U-M developing wearable tech for disease monitoring

By Catherine June
Michigan Engineering

A new wearable vapor sensor being developed at the University of Michigan could one day offer continuous disease monitoring for patients with diabetes, high blood pressure, anemia or lung disease.

Wearable technologies, which include Google Glass and the Apple iWatch, are part of a booming market that’s expected to swell to $14 billion in the next four years.

The new sensor, which can detect airborne chemicals either exhaled or released through the skin, would likely be the first wearable to pick up a broad array of chemical, rather than physical, attributes. U-M researchers are working with the National Science Foundation’s Innovation Corps program to move the device from the lab to the marketplace.

“Each of these diseases has its own biomarkers that the device would be able to sense,” said Sherman Fan, a professor of biomedical engineering. “For diabetes, acetone is a marker, for example.”

Other chemicals it could detect include nitric oxide and oxygen, abnormal levels of which can point to conditions such as high blood pressure, anemia or lung disease.

Fan is developing the sensor with Zhaohui Zhong, an associate professor of electrical and computer engineering, and Girish Kulkarni, a doctoral candidate in electrical engineering. The researchers say their device is faster, smaller and more reliable than its counterparts, which today are much too big to be wearable. The new sensor can also detect a broader array of chemicals.

Beyond disease monitoring, the sensor has other applications. It would be able to register the presence of hazardous chemical leaks in a lab, or elsewhere, or provide data about air quality.

“With our platform technology, we can measure a variety of chemicals at the same time, or modify the device to target specific chemicals. There are limitless possibilities,” Zhong said.

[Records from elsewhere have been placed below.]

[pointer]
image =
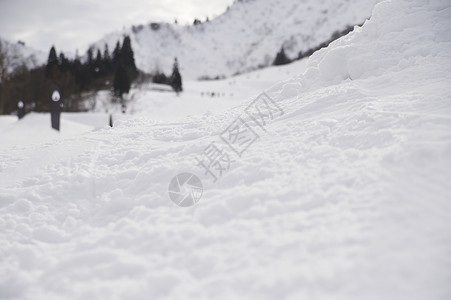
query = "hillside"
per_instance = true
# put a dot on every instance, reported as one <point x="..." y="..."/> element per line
<point x="247" y="36"/>
<point x="343" y="195"/>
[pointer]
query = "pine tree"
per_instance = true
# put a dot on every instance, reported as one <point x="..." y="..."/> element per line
<point x="281" y="58"/>
<point x="128" y="58"/>
<point x="176" y="78"/>
<point x="52" y="63"/>
<point x="107" y="63"/>
<point x="116" y="55"/>
<point x="98" y="65"/>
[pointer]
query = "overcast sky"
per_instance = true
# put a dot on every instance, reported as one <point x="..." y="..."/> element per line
<point x="74" y="24"/>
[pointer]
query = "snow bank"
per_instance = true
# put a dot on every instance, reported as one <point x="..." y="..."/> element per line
<point x="344" y="196"/>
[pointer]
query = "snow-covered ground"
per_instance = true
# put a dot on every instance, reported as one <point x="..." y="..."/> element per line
<point x="248" y="35"/>
<point x="345" y="195"/>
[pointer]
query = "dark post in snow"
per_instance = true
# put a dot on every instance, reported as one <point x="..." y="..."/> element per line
<point x="55" y="108"/>
<point x="20" y="110"/>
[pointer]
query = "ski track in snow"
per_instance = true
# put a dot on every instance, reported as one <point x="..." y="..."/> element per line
<point x="345" y="196"/>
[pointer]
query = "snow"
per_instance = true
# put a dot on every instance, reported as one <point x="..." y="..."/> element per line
<point x="245" y="37"/>
<point x="344" y="196"/>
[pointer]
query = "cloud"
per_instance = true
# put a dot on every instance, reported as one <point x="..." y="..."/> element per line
<point x="74" y="24"/>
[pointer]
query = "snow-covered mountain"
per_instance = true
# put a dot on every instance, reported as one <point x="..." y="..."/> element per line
<point x="19" y="54"/>
<point x="247" y="36"/>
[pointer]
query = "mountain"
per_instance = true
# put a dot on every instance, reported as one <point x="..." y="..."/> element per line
<point x="344" y="196"/>
<point x="18" y="54"/>
<point x="245" y="37"/>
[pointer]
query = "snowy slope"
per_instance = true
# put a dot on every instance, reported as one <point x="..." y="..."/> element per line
<point x="248" y="35"/>
<point x="19" y="54"/>
<point x="344" y="196"/>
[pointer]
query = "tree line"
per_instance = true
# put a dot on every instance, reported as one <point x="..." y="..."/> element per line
<point x="99" y="70"/>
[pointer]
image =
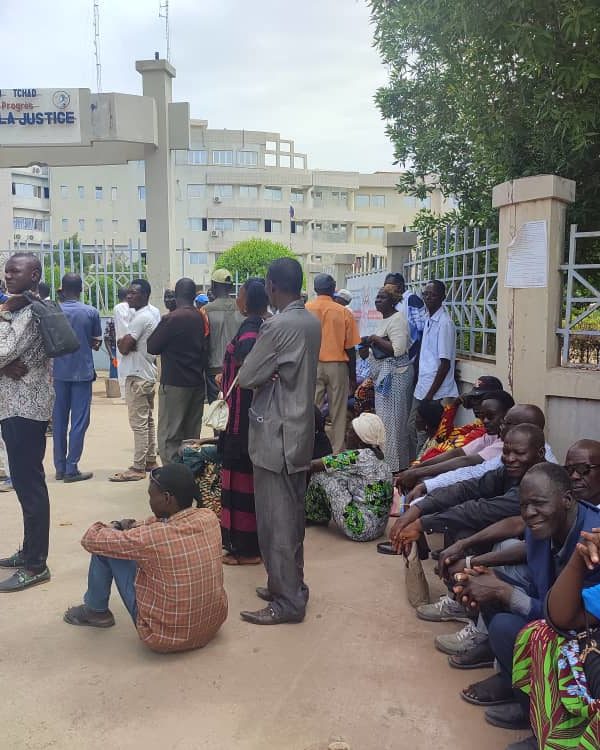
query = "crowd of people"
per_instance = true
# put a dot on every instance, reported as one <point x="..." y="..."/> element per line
<point x="324" y="427"/>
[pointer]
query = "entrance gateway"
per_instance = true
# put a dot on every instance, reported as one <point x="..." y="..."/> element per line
<point x="66" y="127"/>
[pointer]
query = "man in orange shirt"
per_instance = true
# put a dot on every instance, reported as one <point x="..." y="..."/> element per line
<point x="336" y="373"/>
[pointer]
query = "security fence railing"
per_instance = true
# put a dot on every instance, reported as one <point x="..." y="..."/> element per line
<point x="467" y="262"/>
<point x="580" y="330"/>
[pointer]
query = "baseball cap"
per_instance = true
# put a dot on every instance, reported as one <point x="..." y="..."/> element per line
<point x="482" y="385"/>
<point x="221" y="276"/>
<point x="343" y="294"/>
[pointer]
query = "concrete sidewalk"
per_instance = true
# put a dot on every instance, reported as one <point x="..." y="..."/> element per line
<point x="361" y="668"/>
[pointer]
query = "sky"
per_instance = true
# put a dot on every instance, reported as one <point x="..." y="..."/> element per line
<point x="304" y="69"/>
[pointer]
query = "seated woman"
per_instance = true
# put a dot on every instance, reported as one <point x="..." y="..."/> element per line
<point x="557" y="662"/>
<point x="355" y="487"/>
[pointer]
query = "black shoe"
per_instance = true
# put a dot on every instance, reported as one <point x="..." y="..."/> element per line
<point x="23" y="579"/>
<point x="14" y="561"/>
<point x="263" y="593"/>
<point x="508" y="716"/>
<point x="478" y="657"/>
<point x="268" y="616"/>
<point x="80" y="476"/>
<point x="386" y="548"/>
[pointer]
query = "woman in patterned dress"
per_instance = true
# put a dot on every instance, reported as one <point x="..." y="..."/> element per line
<point x="238" y="518"/>
<point x="354" y="487"/>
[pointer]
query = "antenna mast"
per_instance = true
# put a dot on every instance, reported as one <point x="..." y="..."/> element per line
<point x="97" y="45"/>
<point x="163" y="12"/>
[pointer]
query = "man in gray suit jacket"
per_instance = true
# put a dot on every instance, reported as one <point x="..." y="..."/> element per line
<point x="282" y="370"/>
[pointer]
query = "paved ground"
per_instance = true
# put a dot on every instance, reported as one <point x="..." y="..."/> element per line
<point x="361" y="667"/>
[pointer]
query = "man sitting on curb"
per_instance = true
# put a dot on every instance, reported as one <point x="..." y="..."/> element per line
<point x="168" y="569"/>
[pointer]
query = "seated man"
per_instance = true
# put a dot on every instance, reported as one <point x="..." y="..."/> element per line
<point x="519" y="414"/>
<point x="554" y="524"/>
<point x="168" y="569"/>
<point x="469" y="647"/>
<point x="494" y="407"/>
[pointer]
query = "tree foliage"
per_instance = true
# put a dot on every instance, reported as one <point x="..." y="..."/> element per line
<point x="482" y="91"/>
<point x="252" y="257"/>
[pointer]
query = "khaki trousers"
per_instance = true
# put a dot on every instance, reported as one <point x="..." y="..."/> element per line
<point x="139" y="395"/>
<point x="333" y="378"/>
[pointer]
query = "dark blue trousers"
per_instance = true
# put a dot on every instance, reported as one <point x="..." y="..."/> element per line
<point x="73" y="399"/>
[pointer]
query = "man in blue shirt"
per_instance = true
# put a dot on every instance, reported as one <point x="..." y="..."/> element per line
<point x="73" y="378"/>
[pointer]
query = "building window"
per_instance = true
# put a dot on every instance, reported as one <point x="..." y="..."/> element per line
<point x="223" y="191"/>
<point x="273" y="194"/>
<point x="249" y="225"/>
<point x="247" y="158"/>
<point x="249" y="191"/>
<point x="223" y="225"/>
<point x="195" y="191"/>
<point x="223" y="158"/>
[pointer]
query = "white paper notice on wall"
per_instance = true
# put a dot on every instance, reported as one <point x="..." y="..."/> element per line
<point x="527" y="262"/>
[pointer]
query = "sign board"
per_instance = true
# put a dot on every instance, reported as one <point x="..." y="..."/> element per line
<point x="30" y="117"/>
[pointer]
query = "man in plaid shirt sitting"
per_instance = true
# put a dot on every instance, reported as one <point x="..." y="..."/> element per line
<point x="168" y="569"/>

To create their technology, the researchers took a unique approach to detecting molecules.

“Nanoelectronic sensors typically depend on detecting charge transfer between the sensor and a molecule in air or in solution,” Kulkarni said.

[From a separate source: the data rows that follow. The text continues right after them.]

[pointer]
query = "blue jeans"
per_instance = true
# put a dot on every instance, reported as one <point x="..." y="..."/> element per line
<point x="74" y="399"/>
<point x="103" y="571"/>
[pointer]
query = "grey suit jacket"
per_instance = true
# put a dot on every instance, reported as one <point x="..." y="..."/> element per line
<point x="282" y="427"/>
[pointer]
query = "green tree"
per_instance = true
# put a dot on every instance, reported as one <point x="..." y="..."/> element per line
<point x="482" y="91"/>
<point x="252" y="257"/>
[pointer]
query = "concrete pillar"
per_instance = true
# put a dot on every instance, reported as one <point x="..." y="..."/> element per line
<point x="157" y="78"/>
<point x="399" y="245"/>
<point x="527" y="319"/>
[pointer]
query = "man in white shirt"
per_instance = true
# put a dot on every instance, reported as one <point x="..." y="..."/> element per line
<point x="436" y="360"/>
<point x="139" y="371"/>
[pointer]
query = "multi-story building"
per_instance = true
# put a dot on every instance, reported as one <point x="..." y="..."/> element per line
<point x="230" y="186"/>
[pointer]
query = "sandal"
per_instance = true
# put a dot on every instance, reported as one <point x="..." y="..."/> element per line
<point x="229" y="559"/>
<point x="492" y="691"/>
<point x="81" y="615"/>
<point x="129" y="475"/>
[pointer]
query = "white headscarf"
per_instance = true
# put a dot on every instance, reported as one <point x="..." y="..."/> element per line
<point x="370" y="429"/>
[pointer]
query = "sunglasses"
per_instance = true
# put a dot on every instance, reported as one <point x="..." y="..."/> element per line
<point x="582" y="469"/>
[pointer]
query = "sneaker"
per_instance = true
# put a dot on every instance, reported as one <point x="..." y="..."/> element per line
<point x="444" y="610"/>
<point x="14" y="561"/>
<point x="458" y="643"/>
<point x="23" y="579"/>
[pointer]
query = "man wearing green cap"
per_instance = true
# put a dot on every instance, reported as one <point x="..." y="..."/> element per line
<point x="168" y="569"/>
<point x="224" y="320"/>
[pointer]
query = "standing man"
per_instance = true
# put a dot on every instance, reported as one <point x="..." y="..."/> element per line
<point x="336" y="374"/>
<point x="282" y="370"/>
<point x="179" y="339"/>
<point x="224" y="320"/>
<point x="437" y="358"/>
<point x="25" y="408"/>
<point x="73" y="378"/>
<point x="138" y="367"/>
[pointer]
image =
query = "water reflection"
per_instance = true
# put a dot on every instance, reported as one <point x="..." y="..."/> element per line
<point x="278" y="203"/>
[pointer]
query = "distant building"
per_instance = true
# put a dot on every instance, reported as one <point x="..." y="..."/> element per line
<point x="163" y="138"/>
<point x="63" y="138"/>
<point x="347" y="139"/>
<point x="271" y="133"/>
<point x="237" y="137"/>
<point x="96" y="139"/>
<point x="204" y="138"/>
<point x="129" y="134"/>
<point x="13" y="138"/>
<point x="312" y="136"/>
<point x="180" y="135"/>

However, these previous techniques typically led to strong bonds between the molecules being detected and the sensor itself. That binding leads to slow detection rates.

“Instead of detecting molecular charge, we use a technique called heterodyne mixing, in which we look at the interaction between the dipoles associated with these molecules and the nanosensor at high frequencies,” Girish said.

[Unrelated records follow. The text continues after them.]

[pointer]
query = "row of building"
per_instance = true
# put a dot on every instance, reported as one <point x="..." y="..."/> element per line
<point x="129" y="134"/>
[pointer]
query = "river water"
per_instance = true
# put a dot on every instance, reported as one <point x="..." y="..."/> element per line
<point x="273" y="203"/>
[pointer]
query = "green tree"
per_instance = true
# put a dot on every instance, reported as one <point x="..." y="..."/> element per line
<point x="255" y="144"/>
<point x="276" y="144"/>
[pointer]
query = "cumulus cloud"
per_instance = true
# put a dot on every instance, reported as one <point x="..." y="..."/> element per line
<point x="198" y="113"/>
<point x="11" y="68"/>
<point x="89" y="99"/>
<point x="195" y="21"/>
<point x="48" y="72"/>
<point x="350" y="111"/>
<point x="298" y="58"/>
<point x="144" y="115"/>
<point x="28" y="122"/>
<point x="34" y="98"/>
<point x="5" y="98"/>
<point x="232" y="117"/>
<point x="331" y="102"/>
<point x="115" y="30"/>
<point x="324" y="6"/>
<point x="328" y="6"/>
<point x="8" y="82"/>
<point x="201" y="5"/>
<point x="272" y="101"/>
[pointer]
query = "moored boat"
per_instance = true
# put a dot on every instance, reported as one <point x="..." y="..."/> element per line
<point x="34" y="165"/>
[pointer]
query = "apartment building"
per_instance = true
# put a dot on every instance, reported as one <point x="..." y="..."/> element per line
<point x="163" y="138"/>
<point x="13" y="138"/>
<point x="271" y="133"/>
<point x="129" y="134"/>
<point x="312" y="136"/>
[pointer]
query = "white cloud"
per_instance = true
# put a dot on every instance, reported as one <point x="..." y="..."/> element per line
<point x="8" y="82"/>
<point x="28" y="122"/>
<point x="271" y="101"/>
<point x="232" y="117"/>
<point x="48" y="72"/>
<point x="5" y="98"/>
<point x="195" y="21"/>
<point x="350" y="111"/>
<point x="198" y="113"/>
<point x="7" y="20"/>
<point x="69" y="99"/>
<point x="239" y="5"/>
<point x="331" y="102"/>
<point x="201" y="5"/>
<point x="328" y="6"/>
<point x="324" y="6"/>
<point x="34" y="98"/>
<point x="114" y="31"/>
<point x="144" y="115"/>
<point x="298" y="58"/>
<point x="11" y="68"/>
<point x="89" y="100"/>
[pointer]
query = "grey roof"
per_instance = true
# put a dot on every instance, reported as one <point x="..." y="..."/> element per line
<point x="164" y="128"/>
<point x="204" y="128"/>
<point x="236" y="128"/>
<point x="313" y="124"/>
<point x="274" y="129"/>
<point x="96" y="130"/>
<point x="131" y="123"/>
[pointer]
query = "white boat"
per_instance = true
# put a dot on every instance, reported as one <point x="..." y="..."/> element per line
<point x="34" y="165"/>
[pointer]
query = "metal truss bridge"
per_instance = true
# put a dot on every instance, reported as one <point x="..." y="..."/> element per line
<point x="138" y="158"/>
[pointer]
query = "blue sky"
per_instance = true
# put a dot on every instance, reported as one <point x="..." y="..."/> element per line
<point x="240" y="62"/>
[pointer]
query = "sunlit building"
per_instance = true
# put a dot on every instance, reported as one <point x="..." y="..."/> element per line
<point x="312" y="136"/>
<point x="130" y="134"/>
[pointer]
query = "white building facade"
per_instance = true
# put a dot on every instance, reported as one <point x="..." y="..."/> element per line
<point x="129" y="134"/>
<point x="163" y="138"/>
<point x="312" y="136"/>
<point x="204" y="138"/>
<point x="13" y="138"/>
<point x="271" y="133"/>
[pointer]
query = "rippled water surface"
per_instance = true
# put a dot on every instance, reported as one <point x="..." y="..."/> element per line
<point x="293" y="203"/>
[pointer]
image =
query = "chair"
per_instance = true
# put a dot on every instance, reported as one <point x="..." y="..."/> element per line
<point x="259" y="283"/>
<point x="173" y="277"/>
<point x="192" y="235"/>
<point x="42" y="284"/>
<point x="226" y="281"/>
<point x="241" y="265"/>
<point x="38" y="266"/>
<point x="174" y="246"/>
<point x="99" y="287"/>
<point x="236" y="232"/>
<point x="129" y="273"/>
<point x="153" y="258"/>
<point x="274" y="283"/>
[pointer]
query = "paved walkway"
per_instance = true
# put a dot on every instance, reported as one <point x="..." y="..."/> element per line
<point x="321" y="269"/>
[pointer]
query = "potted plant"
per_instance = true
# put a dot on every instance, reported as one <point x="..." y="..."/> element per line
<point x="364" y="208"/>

This technique, made possible through the use of graphene, results in extremely fast response times of tenths of a second, as opposed to the tens or hundreds of seconds typical in existing technology. It also dramatically increases the device’s sensitivity. The sensor can detect molecules in sample sizes at a ratio of several parts per billion.

These nanoelectronic graphene vapor sensors can be completely embedded in a microgas chromatography system, which is the gold standard for vapor analysis, the researchers say. The entire microgas chromatography system can be integrated on a single chip with low power operation, and embedded in a badge-sized device that can be worn on the body to provide noninvasive and continuous monitoring of specific health conditions.

“We believe this device can be extremely beneficial to society,” Fan said.

The technology is described in the paper, “Graphene nanoelectronic heterodyne sensor for rapid and sensitive vapour detection,” which is published in Nature Communications.